The chronicity and severity of the depression in our study led us to believe that spontaneous remission was unlikely to have occurred in the vast majority of cases, particularly in light of the extent of co-existing dysthymia. Furthermore, the TADS study demonstrated a response rate of only 35% to placebo. The Brent/Birmaher study [4, 5] found that CBT did not confer any long-term advantage over family therapy or supportive therapy with regard to rates of remission, recovery, recurrence or level of functioning. In that study, the median onset of recurrence was 4 months after recovery, whereas in this study, there had been no recurrences, and ongoing improvement, 6 months post psychotherapy. Further research will explore which components of the therapy were significant.

Conclusions

Analysis has shown that both Focused Individual Psychodynamic Psychotherapy (with Parent support work) and Systems Integrative Family Therapy were both effective in treating moderate to severe depression in children and young adolescents in three countries.

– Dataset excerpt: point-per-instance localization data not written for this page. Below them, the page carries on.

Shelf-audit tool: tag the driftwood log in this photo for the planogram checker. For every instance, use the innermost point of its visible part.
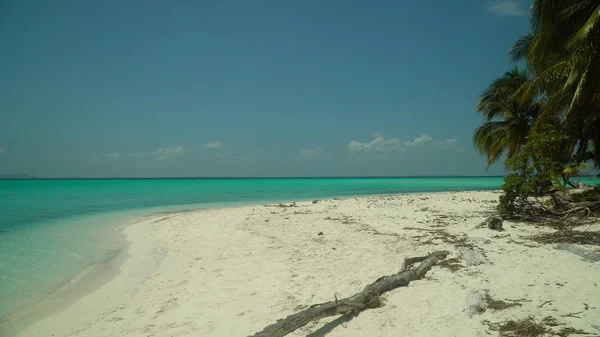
(366, 299)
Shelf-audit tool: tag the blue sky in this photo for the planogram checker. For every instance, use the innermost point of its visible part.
(248, 88)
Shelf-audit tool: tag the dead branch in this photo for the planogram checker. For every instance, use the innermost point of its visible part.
(366, 299)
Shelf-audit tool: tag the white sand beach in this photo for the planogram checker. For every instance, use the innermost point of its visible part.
(233, 271)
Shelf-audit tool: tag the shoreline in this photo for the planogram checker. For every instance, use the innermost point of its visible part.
(172, 258)
(85, 282)
(97, 273)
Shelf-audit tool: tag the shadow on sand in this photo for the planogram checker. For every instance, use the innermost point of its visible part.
(327, 328)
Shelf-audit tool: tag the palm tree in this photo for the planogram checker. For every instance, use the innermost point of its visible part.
(509, 116)
(563, 52)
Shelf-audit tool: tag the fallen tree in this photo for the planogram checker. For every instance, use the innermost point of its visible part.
(366, 299)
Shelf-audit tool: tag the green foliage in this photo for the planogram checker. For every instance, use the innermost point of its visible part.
(588, 195)
(508, 118)
(532, 174)
(546, 117)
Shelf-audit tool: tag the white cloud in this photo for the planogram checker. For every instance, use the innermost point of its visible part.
(167, 152)
(310, 153)
(379, 144)
(161, 153)
(246, 158)
(421, 140)
(506, 8)
(115, 155)
(214, 145)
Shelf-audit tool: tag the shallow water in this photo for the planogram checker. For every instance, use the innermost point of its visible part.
(51, 230)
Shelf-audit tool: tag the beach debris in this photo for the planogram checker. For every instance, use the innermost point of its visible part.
(479, 301)
(476, 303)
(493, 223)
(579, 251)
(528, 327)
(568, 235)
(367, 299)
(472, 257)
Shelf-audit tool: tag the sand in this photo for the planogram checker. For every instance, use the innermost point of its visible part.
(231, 272)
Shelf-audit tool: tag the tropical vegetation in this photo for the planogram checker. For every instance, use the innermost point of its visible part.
(544, 116)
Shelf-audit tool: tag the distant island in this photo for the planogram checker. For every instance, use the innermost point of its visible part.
(16, 176)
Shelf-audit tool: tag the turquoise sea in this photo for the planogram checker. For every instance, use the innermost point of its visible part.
(50, 230)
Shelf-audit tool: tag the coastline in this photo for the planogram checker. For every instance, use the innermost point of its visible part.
(196, 271)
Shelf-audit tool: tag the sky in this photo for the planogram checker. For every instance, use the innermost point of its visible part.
(258, 88)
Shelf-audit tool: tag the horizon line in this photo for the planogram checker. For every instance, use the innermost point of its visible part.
(248, 177)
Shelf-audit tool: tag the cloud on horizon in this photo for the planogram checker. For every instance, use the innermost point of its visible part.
(214, 145)
(380, 145)
(310, 153)
(163, 153)
(506, 8)
(160, 153)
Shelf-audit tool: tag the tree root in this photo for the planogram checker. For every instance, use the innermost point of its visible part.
(367, 299)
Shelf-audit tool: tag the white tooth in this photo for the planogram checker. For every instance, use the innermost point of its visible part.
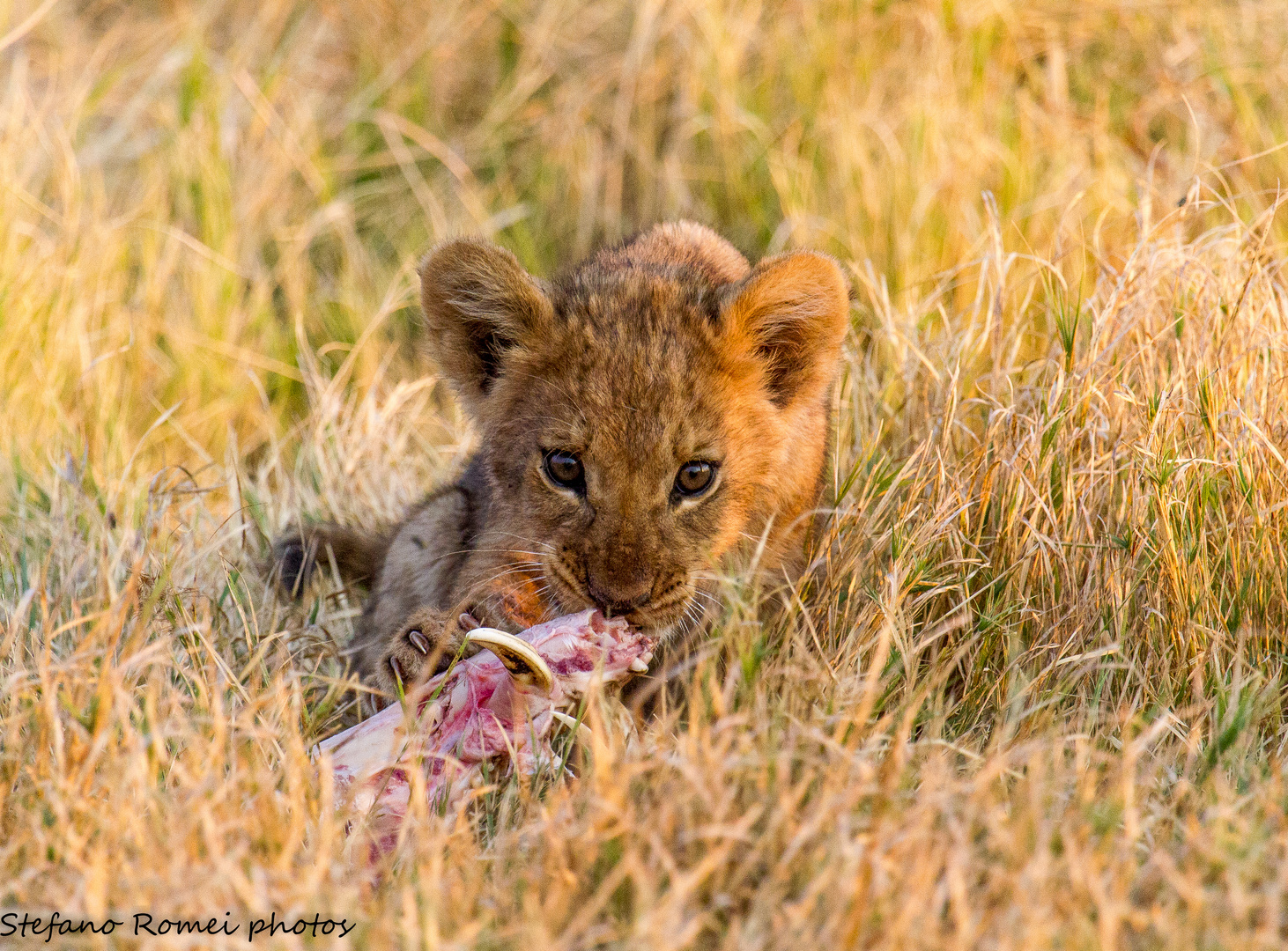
(523, 663)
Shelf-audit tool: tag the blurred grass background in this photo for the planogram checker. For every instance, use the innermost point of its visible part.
(1033, 697)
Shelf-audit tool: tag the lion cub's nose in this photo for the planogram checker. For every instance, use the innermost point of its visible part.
(618, 600)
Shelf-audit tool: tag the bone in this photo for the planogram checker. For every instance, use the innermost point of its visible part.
(493, 708)
(523, 663)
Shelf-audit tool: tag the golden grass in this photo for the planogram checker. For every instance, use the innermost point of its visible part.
(1032, 699)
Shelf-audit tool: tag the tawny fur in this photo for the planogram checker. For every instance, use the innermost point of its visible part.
(666, 349)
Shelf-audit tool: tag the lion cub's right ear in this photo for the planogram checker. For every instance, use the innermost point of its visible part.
(478, 303)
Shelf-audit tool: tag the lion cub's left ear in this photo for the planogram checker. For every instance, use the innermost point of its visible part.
(479, 304)
(792, 310)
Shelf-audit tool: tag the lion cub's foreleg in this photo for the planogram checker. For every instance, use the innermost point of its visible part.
(407, 628)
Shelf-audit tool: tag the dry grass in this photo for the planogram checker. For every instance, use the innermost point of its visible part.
(1034, 699)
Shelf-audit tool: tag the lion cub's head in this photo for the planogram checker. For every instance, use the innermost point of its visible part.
(643, 412)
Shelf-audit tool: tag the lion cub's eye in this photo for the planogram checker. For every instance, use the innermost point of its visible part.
(694, 477)
(566, 470)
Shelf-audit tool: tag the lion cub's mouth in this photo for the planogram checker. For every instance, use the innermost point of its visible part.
(677, 605)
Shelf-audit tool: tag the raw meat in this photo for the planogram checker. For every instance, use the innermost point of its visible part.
(481, 711)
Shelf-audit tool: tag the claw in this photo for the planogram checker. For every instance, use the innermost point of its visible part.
(418, 641)
(398, 683)
(523, 663)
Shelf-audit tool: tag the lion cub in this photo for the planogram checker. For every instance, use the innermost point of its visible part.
(639, 415)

This includes cases of dysthymia and “double depression” which are generally considered to be more difficult to treat. There has also been an overall reduction in co-morbid conditions across the study.

Clinical implications

  1. 1.

    This study provides evidence supporting the use of both Individual Psychodynamic Therapy and Family Therapy in this age group.

  2. 2.

    It may be possible for trained therapists, with the help of the manuals, to deliver effectively, these focused forms of therapy.

  3. 3.

    Both treatments also appear to be exportable to wider settings in culturally diverse populations.

Limitations

  1. 1.

    The study is limited by the sample size, which was influenced by recruitment difficulties. This becomes even more significant when comparing smaller sub-groups e.g. countries, and therapy groups within countries.

  2. 2.

    The effect of the 4 “lost to follow up” cases is also significant, especially in relation to the total sample size, and more so, because all of them were in the Family Therapy group. Intention to treat analysis principles were used in order not to lessen the power of the study or over-rate the effect of the treatments.

  3. 3.

    The absence of an “untreated” control group limits the study’s ability to prove with certainty the efficacy of the therapies provided.

Further research

Further analysis will be looking at whether differential predictors of response can be identified in the two therapy groups, and whether there are any significant differences across the three different cultural settings. Data from additional instruments about the child, his/her parents and family, and his/her environment will provide further insight into the current findings. It will also be important to establish if any specific components of the respective forms of therapy were likely to have contributed to the patients’ response. Further studies should take measures to counteract the limitations as discussed above. Other factors to consider would include gender distribution and family mental health history, as well as user preference for therapy type.